Figure 4

Agarose gel electrophoresis of TAIL-PCR products. A: TAIL-PCR (secondary and tertiary reactions are shown) from one putative transgenic line with four different arbitrary primers together with wild type control with one arbitrary primer. Only AD3 primer produced specific product recognizable from the slight shift in size due to the nested LB priming at the T-DNA junction site. Other arbitrary primers did not produce clear, specific products; only faint non-specific bands also present in the wild type control are seen, as exemplified by AD7 primer.
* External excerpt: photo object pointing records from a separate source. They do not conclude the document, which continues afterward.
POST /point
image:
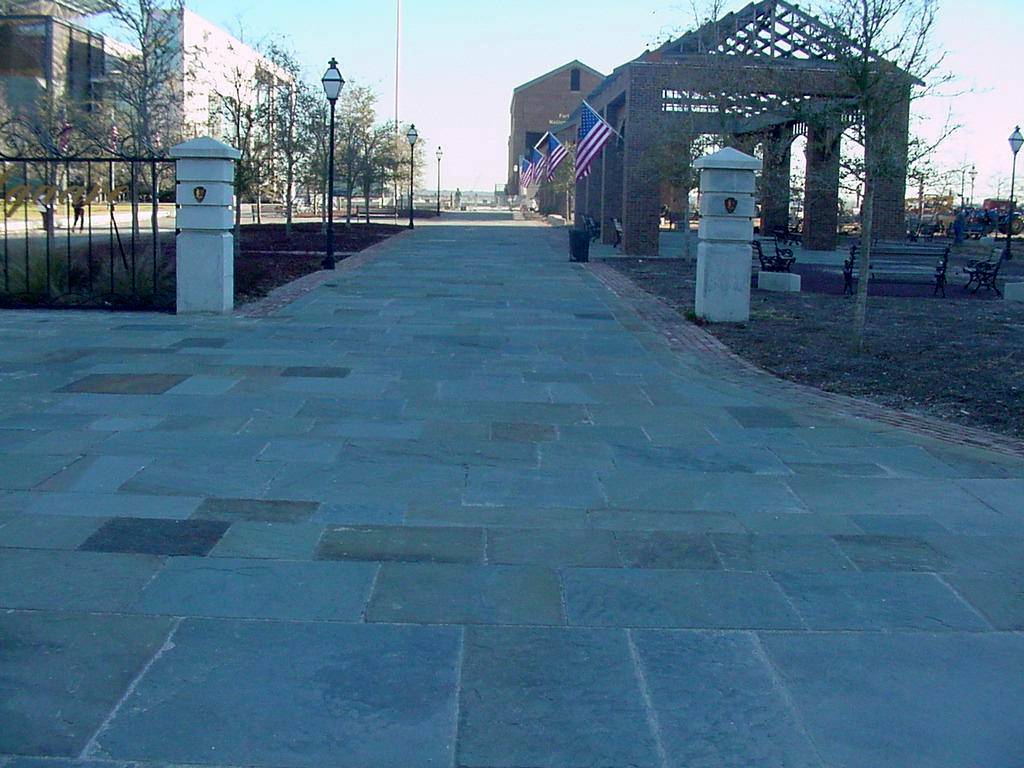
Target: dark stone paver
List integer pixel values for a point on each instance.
(294, 693)
(61, 674)
(551, 697)
(147, 537)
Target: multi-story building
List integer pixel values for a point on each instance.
(215, 71)
(43, 51)
(543, 103)
(47, 51)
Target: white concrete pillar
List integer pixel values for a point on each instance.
(205, 242)
(727, 210)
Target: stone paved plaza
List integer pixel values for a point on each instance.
(460, 506)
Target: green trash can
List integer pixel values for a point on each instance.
(579, 245)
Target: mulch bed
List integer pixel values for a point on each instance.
(270, 258)
(961, 358)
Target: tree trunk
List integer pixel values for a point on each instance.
(687, 250)
(864, 265)
(289, 194)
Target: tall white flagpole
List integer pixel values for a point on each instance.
(397, 129)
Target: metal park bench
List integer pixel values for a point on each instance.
(787, 237)
(901, 271)
(982, 273)
(780, 261)
(619, 232)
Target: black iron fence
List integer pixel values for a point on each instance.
(87, 232)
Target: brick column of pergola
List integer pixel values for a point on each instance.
(775, 178)
(821, 188)
(611, 195)
(641, 188)
(886, 140)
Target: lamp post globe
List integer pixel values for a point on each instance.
(1016, 140)
(333, 82)
(412, 135)
(439, 154)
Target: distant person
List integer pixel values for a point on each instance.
(960, 225)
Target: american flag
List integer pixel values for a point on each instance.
(523, 174)
(538, 161)
(65, 137)
(556, 154)
(594, 134)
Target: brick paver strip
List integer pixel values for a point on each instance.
(286, 294)
(685, 336)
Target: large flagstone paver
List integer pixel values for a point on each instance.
(267, 693)
(462, 506)
(62, 673)
(915, 700)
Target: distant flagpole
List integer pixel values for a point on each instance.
(397, 129)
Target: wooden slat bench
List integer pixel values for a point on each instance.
(884, 266)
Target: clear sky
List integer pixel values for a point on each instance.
(461, 59)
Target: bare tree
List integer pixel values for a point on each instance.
(375, 160)
(286, 137)
(144, 89)
(886, 60)
(355, 123)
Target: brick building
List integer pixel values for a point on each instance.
(541, 104)
(760, 77)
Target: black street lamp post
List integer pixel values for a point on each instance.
(1016, 139)
(439, 153)
(333, 81)
(412, 135)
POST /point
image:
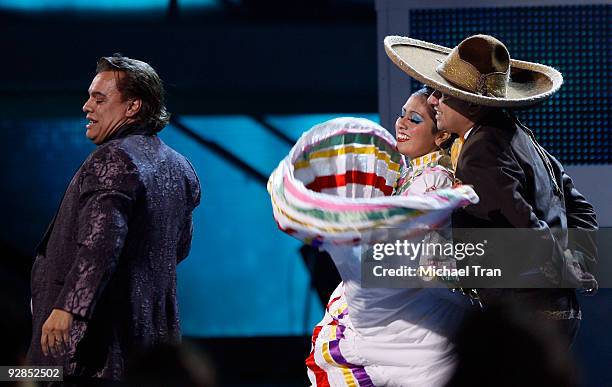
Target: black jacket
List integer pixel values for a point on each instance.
(110, 255)
(516, 190)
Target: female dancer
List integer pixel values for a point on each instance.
(392, 337)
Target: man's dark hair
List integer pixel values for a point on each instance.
(425, 92)
(140, 81)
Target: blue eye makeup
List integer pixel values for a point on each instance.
(416, 118)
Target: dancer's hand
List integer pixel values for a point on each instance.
(55, 338)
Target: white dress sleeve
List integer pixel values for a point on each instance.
(430, 179)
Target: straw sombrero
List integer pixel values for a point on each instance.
(478, 70)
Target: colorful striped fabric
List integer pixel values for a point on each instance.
(337, 183)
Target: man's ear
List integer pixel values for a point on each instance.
(441, 137)
(134, 106)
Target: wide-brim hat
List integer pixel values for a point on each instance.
(479, 70)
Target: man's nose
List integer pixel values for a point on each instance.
(432, 99)
(86, 108)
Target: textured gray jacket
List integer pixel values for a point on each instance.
(109, 256)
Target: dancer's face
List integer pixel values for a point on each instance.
(106, 110)
(414, 128)
(451, 114)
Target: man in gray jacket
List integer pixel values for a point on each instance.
(104, 279)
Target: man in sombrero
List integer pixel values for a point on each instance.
(520, 185)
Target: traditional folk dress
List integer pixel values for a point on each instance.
(341, 184)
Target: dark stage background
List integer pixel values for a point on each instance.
(244, 79)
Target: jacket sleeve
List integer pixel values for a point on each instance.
(501, 184)
(580, 213)
(186, 232)
(109, 186)
(581, 218)
(499, 181)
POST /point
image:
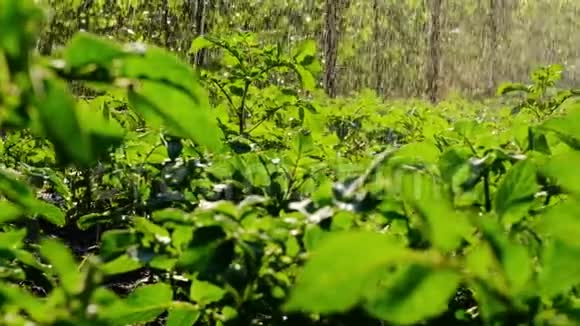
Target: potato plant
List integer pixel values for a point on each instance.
(239, 194)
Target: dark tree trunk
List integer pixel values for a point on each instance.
(493, 44)
(333, 22)
(434, 50)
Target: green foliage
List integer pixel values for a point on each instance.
(262, 202)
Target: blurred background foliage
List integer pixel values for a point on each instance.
(408, 48)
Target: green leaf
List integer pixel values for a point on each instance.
(445, 226)
(337, 266)
(9, 212)
(419, 293)
(183, 314)
(50, 212)
(143, 305)
(12, 239)
(149, 228)
(85, 48)
(200, 43)
(70, 142)
(567, 128)
(561, 270)
(117, 241)
(513, 257)
(35, 307)
(562, 167)
(163, 104)
(205, 293)
(120, 265)
(562, 222)
(516, 192)
(64, 265)
(89, 220)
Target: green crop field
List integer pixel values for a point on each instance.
(152, 174)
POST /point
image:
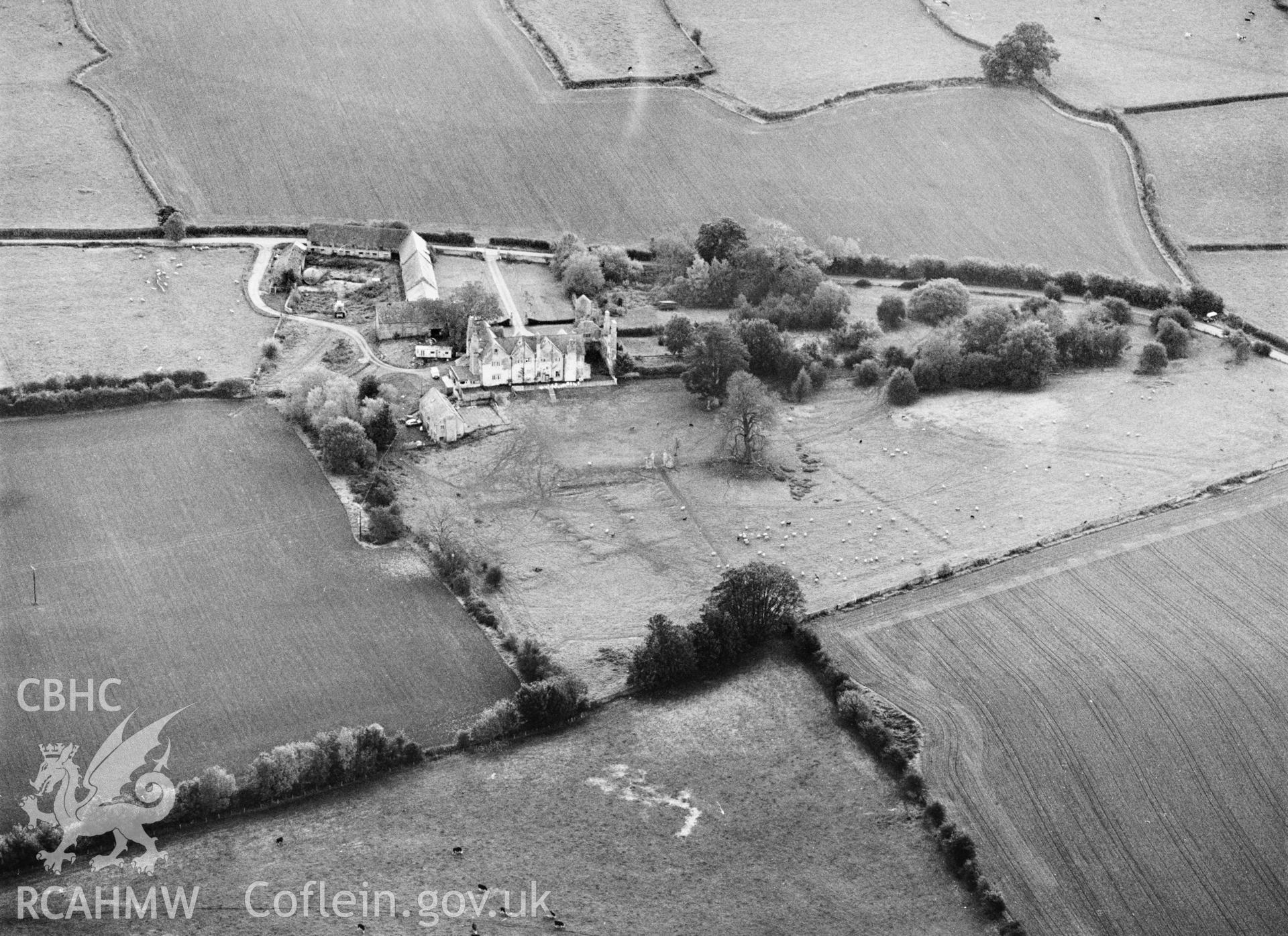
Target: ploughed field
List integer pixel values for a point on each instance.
(1110, 716)
(196, 552)
(445, 115)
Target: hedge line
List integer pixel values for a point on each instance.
(105, 392)
(450, 239)
(525, 242)
(894, 740)
(981, 272)
(289, 770)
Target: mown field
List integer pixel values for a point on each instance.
(196, 552)
(1125, 54)
(613, 40)
(1254, 284)
(64, 162)
(486, 139)
(1220, 170)
(992, 470)
(1110, 716)
(99, 310)
(788, 56)
(798, 832)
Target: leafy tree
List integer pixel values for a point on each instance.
(378, 419)
(1153, 359)
(802, 388)
(763, 599)
(384, 526)
(617, 266)
(828, 306)
(345, 447)
(749, 414)
(938, 300)
(1174, 339)
(584, 274)
(672, 255)
(867, 373)
(764, 345)
(532, 662)
(720, 240)
(174, 227)
(938, 362)
(890, 312)
(666, 657)
(716, 355)
(1027, 49)
(1027, 355)
(902, 390)
(678, 335)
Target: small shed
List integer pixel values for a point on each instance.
(441, 420)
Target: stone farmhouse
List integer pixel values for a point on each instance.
(494, 359)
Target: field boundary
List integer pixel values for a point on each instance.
(103, 54)
(1215, 488)
(561, 71)
(1222, 247)
(1203, 102)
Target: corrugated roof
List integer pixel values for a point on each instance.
(357, 236)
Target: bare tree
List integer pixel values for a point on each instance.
(749, 414)
(527, 459)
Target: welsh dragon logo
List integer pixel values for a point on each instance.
(103, 807)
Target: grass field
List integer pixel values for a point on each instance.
(992, 470)
(196, 552)
(1254, 284)
(1220, 170)
(498, 147)
(1110, 716)
(798, 832)
(64, 164)
(613, 40)
(98, 310)
(1125, 54)
(788, 56)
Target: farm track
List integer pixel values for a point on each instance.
(1091, 813)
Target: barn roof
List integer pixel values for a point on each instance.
(419, 312)
(357, 236)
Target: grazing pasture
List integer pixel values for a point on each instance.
(879, 487)
(445, 115)
(1254, 282)
(1110, 717)
(1220, 170)
(788, 56)
(794, 824)
(1124, 54)
(99, 310)
(196, 552)
(64, 162)
(613, 39)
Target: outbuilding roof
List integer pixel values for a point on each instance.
(357, 236)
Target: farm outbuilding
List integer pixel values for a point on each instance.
(357, 240)
(418, 268)
(421, 318)
(441, 420)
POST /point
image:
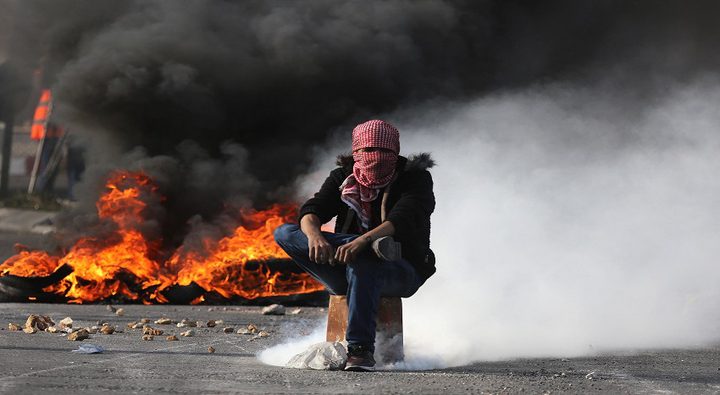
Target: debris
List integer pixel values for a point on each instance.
(79, 335)
(88, 349)
(29, 329)
(65, 323)
(184, 323)
(260, 334)
(147, 330)
(274, 309)
(320, 356)
(107, 330)
(37, 322)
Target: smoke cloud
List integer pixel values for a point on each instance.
(566, 224)
(576, 140)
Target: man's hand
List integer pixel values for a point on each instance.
(347, 253)
(320, 250)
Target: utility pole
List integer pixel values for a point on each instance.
(6, 150)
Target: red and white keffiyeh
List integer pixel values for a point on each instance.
(372, 171)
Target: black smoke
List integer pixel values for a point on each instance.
(231, 96)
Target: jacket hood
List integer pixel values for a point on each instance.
(421, 161)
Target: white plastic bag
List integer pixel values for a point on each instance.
(320, 356)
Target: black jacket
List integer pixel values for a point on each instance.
(410, 202)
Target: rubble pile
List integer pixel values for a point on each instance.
(78, 332)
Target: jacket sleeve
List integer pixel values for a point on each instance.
(326, 203)
(416, 201)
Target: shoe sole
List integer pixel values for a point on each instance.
(357, 368)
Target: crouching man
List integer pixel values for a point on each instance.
(381, 244)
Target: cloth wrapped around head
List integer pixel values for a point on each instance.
(374, 169)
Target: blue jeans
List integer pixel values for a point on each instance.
(363, 281)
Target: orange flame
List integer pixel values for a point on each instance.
(225, 269)
(124, 262)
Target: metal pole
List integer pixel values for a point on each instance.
(6, 152)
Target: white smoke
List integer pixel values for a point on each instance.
(567, 223)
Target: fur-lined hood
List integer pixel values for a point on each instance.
(421, 161)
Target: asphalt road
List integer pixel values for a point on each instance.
(43, 362)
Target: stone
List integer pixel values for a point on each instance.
(152, 331)
(79, 335)
(107, 330)
(29, 329)
(274, 309)
(65, 323)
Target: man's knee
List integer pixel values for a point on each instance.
(284, 233)
(362, 268)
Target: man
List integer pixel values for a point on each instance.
(381, 244)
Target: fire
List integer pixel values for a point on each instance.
(228, 260)
(124, 262)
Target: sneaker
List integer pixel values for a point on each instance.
(360, 359)
(387, 249)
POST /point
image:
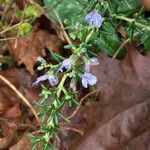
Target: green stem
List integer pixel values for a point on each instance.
(61, 84)
(88, 38)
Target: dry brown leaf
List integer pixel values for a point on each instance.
(15, 118)
(27, 49)
(122, 114)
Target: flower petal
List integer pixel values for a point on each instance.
(94, 61)
(53, 80)
(84, 82)
(94, 19)
(88, 79)
(39, 79)
(66, 64)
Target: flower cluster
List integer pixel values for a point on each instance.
(69, 68)
(87, 77)
(94, 19)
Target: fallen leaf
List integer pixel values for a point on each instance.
(15, 117)
(26, 49)
(122, 113)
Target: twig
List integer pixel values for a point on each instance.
(81, 101)
(8, 38)
(21, 96)
(73, 129)
(6, 120)
(62, 26)
(122, 45)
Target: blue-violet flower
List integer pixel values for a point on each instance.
(52, 79)
(92, 61)
(88, 79)
(66, 65)
(94, 19)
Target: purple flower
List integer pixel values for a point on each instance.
(88, 79)
(94, 19)
(66, 65)
(52, 79)
(92, 61)
(40, 59)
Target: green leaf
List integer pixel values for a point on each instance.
(57, 57)
(145, 40)
(67, 9)
(108, 41)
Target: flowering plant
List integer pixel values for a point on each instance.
(97, 31)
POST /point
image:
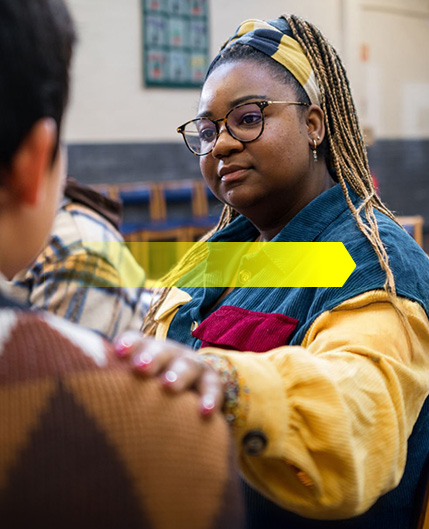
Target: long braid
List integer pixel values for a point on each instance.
(347, 148)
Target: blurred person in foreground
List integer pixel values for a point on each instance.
(325, 388)
(83, 442)
(85, 273)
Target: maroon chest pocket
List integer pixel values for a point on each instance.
(245, 330)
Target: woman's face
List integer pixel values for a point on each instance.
(268, 180)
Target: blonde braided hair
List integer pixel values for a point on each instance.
(347, 155)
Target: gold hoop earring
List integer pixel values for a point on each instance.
(315, 151)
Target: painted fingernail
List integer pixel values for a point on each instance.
(143, 361)
(208, 405)
(169, 377)
(123, 347)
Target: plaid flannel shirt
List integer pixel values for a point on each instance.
(76, 278)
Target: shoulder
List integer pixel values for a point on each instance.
(88, 416)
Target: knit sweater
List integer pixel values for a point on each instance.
(86, 444)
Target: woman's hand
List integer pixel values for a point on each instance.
(178, 367)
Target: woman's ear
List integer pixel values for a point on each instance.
(315, 125)
(31, 164)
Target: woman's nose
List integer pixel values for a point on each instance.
(225, 143)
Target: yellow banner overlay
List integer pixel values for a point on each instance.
(230, 264)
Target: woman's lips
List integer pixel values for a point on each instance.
(233, 174)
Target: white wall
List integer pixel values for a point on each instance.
(396, 75)
(110, 103)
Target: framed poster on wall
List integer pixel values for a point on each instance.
(175, 42)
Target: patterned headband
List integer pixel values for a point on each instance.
(274, 38)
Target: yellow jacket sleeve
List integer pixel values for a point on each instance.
(336, 411)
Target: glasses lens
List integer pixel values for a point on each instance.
(200, 135)
(245, 122)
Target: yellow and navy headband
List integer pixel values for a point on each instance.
(274, 38)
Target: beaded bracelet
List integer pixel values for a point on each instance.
(236, 392)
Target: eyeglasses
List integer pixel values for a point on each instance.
(244, 122)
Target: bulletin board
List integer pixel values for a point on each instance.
(175, 42)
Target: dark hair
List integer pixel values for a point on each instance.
(36, 42)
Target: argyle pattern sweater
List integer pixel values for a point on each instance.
(84, 443)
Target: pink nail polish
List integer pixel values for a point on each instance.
(123, 348)
(143, 361)
(208, 405)
(169, 378)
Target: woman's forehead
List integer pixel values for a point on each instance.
(234, 83)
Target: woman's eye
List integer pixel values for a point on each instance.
(207, 135)
(251, 118)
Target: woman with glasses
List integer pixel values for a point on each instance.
(324, 387)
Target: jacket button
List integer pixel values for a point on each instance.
(254, 442)
(244, 276)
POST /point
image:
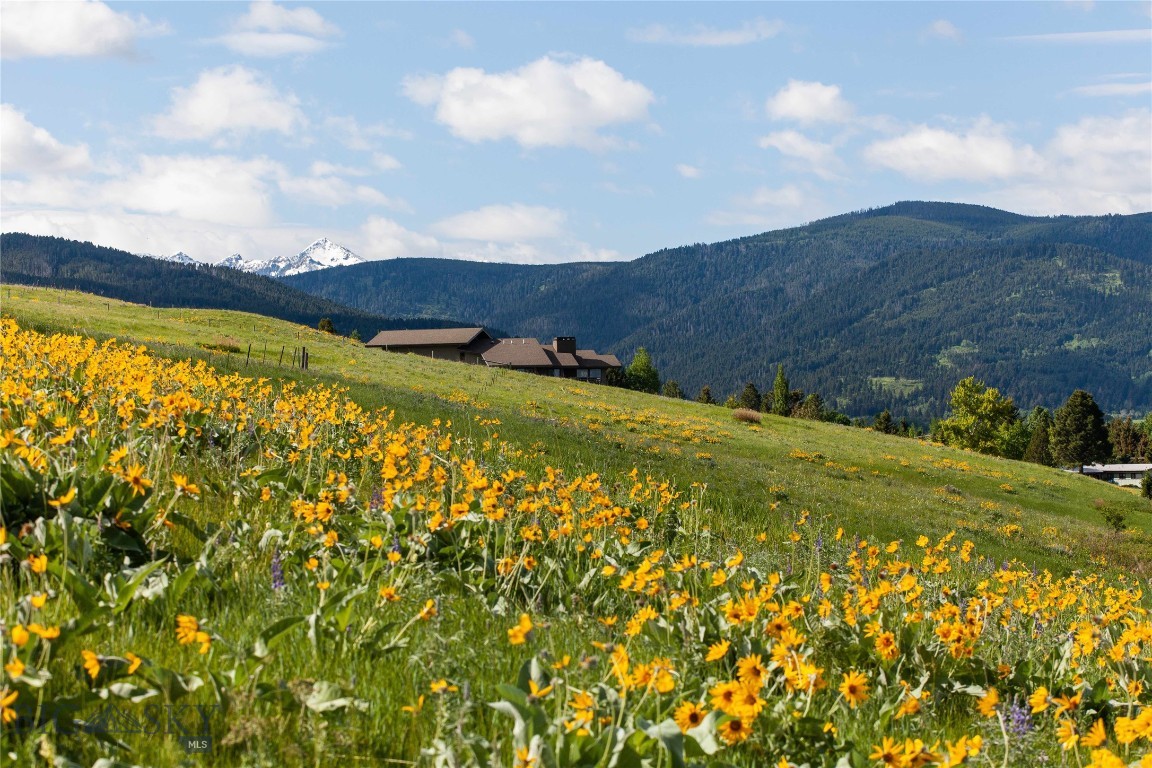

B: TAIL-PCR reactions with the same arbitrary primer (AD7) on three putative transgenic plants and a wild type control, all three TAIL-PCR reactions shown. The primary TAIL-PCR reaction produces only small amount of the specific product, not yet visible on the gel, and the specific products start to emerge at the secondary reactions. Two of the three samples shown here proved to originate from the same gene transfer event (J47/1), and one showed a different product pattern, thus being a different event (J47/2). No specific products are shown in the wild type control. Strawberry clones: J47/1–3; WT, wild type. Arbitrary primers: AD2, AD3, AD6, AD7. TAIL-PCR reactions: I, primary (LB1 primer); II, secondary (LB2 primer); III, tertiary (LB3 primer). Specific TAIL-PCR reaction products excised from gel for sequencing are marked with blue oval. C: Position of T-DNA junction site specific primers at the left T-DNA border region of the pCAMBIA 1391Z gene transfer vector. The three nested T-DNA left border specific primers were designed for the TAIL-PCR analysis. The vector sequence is shown on uppercase and the left T-DNA border region as orange colour.